Avant même d’amorcer son récit, Rue sans issue présente un constat amer sur les écarts de richesses entre les nantis et les pauvres, au sein de la Grosse Pomme. On songe, entre autres, au mal-logement et aux perspectives d’emploi. Tout comme pour l’œuvre originale, les conséquences du krach de 1929 sont encore vivaces. Pourtant, il ne s’agit pas de fustiger le système économique ou la politique gouvernementale. L’histoire vise davantage à sensibiliser le public sur la prolifération des taudis et des bidonvilles de New York, tandis que les immeubles luxueux pullulent et jouxtent l’indigence ambiante. Le contraste est flagrant et demeure présent tout au long du métrage.
« La présence et le charisme d’Humphrey Bogart suffisent à renforcer le discours du métrage. »
Ici, l’élévation sociale ne présente pas qu’un caractère symbolique. Le réalisateur la matérialise à travers une position haute (supérieure ?) des classes aisées, eu égard à leurs appartements privés, leur quotidien sur une terrasse perchée au-dessus des berges de l’Hudson ou les festivités qu’ils organisent. Quant à la base de la population, elle reste cantonnée dans une impasse, au sens propre, comme au figuré. En cela, le traitement est pessimiste, du moins dans l’exposition des faits. L’admiration ne se tourne pas vers les riches, où le dédain est réciproque. Elle s’oriente vers l’argent facile, les grands criminels qui ont « réussi » à se forger une réputation.

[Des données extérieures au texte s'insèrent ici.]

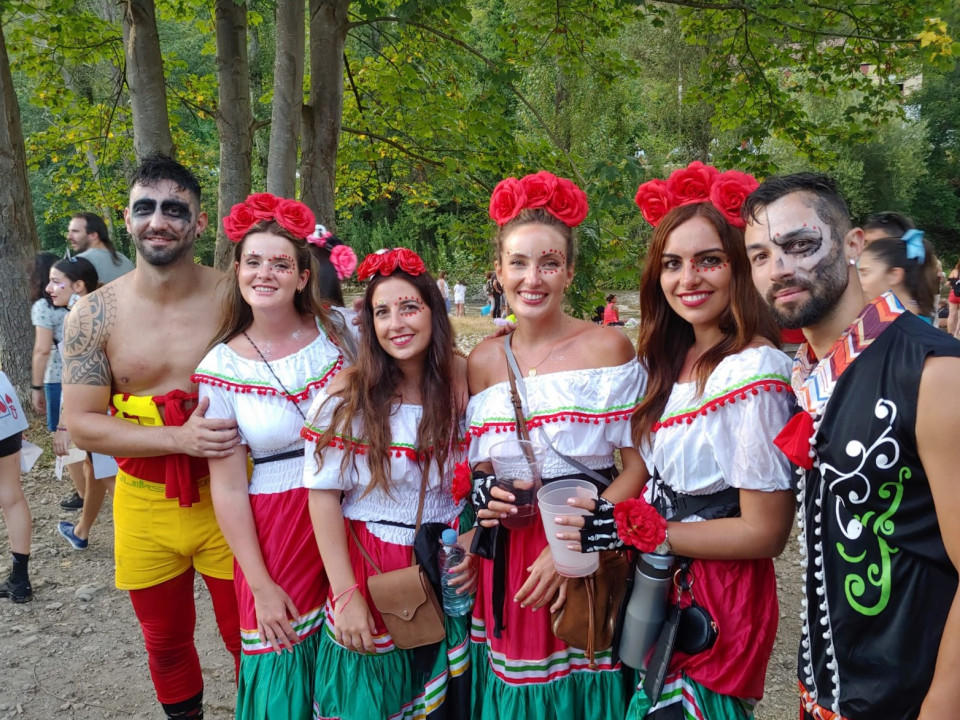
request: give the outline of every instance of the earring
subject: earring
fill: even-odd
[[[850,263],[851,265],[856,265],[856,264],[857,264],[857,261],[854,260],[853,258],[850,258],[849,260],[847,260],[847,262]]]

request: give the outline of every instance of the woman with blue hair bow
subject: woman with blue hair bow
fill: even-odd
[[[864,248],[857,267],[867,300],[890,290],[907,310],[933,323],[939,290],[937,258],[922,230],[874,240]]]

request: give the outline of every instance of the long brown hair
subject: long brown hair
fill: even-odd
[[[360,310],[360,347],[357,363],[344,371],[344,387],[331,394],[327,402],[337,405],[328,427],[317,441],[314,454],[317,466],[323,467],[323,448],[334,437],[353,436],[354,421],[361,421],[361,437],[368,446],[364,449],[370,467],[371,483],[366,492],[383,488],[390,494],[390,433],[391,406],[400,399],[402,377],[396,361],[380,346],[373,326],[373,293],[388,278],[401,278],[413,285],[430,309],[430,344],[424,359],[420,379],[420,401],[423,414],[417,427],[416,450],[420,453],[423,476],[429,472],[430,462],[436,462],[441,476],[450,450],[460,440],[460,423],[453,396],[454,345],[453,329],[447,316],[447,306],[440,288],[428,272],[417,276],[395,270],[390,275],[376,274],[367,285]],[[321,408],[322,411],[322,408]],[[356,463],[357,448],[344,443],[341,468]],[[366,494],[366,493],[365,493]]]
[[[670,234],[695,217],[709,222],[720,236],[730,262],[730,305],[720,315],[723,339],[707,350],[693,366],[697,394],[702,394],[710,373],[728,355],[746,348],[757,335],[780,345],[780,329],[753,284],[743,232],[726,221],[709,203],[682,205],[668,212],[653,233],[640,277],[640,335],[637,357],[647,369],[647,394],[631,419],[634,442],[645,440],[660,419],[680,370],[693,345],[693,326],[670,307],[660,287],[660,258]]]
[[[275,220],[261,220],[247,231],[243,240],[234,243],[234,266],[240,262],[243,256],[243,246],[247,238],[254,233],[279,235],[293,243],[296,251],[297,272],[300,273],[303,270],[310,271],[310,277],[307,280],[303,292],[298,292],[293,296],[293,307],[300,315],[309,314],[317,317],[327,335],[337,343],[341,349],[347,351],[348,356],[352,359],[354,354],[352,352],[353,340],[350,337],[343,318],[339,313],[330,312],[324,306],[323,295],[320,292],[319,285],[320,262],[316,255],[317,249],[303,238],[298,238]],[[220,326],[217,328],[217,332],[214,333],[209,345],[207,345],[208,352],[220,343],[225,343],[239,335],[253,323],[253,310],[250,309],[247,301],[243,299],[243,295],[240,292],[240,284],[237,282],[237,273],[233,268],[227,272],[223,282],[227,283],[227,292],[223,297]]]

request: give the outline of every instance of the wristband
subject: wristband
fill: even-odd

En cela, la présence et le charisme d’Humphrey Bogart suffisent à renforcer le discours du métrage. L’interprétation toute en retenue apporte une résonnance particulière à ses propos, à ses choix de vie, a fortiori quand on considère la relation avec d’anciennes connaissances. En parallèle, les séquences avec les Dead End Kids s’avèrent moins percutantes. Certes, ils occupent une place prépondérante dans l’intrigue, mais leurs modiques méfaits et leurs discussions restent en deçà de dialogues plus existentialistes des intervenants adultes. Ils se révèlent alors le reflet d’une enfance perdue qui, peut-être, sont condamnés à réitérer les mêmes erreurs que leurs aînés.
« On peut regretter que le tournage se cantonne à des décors de studios. »

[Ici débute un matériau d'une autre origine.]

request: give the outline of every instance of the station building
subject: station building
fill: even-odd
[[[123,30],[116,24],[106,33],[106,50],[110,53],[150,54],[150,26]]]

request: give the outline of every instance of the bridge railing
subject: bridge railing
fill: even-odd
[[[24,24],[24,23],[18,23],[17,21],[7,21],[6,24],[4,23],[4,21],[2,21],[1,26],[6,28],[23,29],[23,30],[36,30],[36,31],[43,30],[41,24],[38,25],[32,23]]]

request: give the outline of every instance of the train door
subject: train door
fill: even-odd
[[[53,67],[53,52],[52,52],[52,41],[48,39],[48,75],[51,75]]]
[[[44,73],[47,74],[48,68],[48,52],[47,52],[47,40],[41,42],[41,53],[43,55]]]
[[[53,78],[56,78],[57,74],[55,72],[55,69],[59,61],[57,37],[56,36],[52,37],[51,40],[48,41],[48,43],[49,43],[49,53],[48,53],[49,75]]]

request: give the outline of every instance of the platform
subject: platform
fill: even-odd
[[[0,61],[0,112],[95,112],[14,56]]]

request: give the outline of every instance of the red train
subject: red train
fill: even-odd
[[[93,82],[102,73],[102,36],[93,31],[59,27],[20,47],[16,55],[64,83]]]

Toute la force de l’histoire tient à sa progression lancinante où les interactions prennent de plus en plus d’ampleur. Ces destins croisés se confrontent de manière morale et physique, rendant le ton plus nuancé qu’un manichéisme de circonstances. Face à une intrigue qui se focalise sur un lieu et une unité temporelle uniques, il en émane une tension évidente pour exacerber les divergences de vie et de points de vue. On peut néanmoins regretter que le tournage se cantonne à des décors de studios, là où le réalisateur lui-même aurait souhaité produire son film dans les rues de New York. Pour autant, cela ne rend pas la mise en scène artificielle. Elle renoue plutôt avec son héritage théâtral.

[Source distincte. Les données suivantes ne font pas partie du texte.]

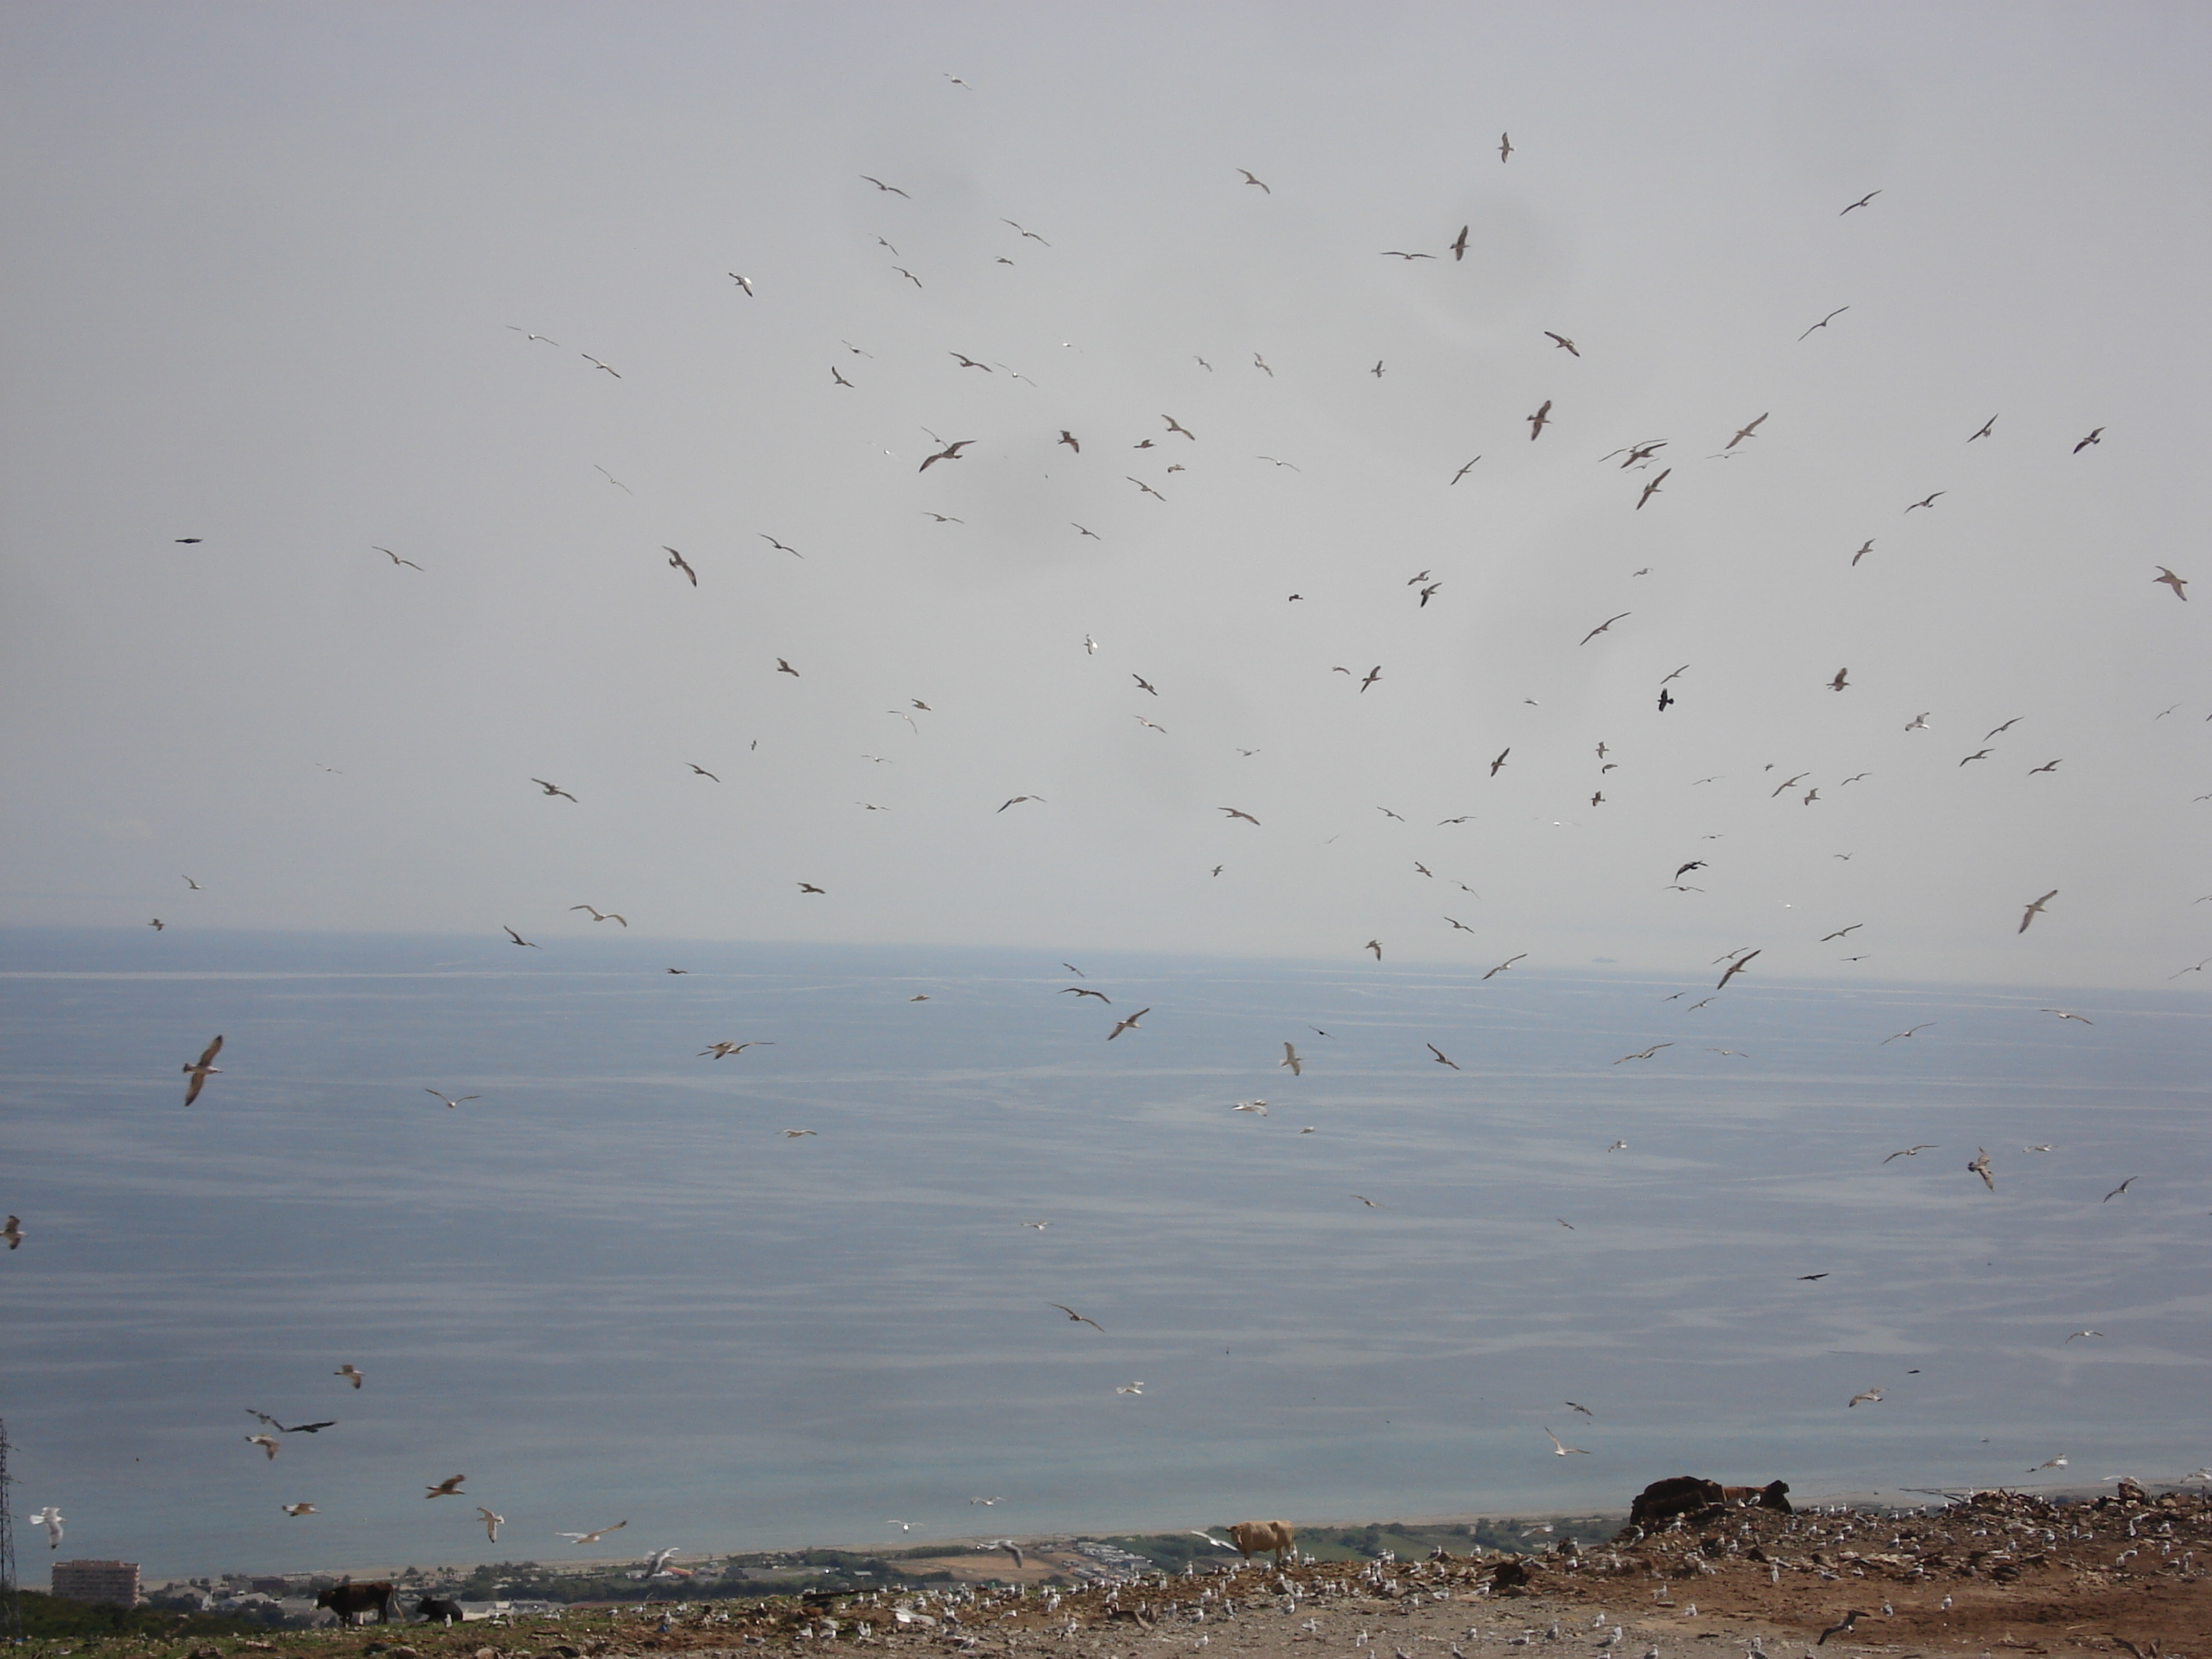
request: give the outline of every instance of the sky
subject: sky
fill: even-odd
[[[2201,9],[0,31],[0,921],[2212,952]]]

Au final, Rue sans issue s’avance comme une œuvre engagée pour dénoncer les écarts de richesses et les inégalités sociales au sein de la société occidentale. Cela sans oublier les conséquences de la gentrification sur les populations les plus modestes. À la lisière du film noir pour sa résonnance criminelle et fataliste, ce drame demeure pertinent dans ses propos, et ce, malgré sa brièveté. Afin d’apprécier pleinement le métrage de William Wyler, il convient de passer outre l’exposition laborieuse du quotidien des Dead End Kids. On y distingue alors une histoire aux multiples subtilités qui malmènent les a priori du spectateur et les perspectives restreintes, sinon biaisées, des personnages. Une production à la portée plus ample qu’aux premiers abords.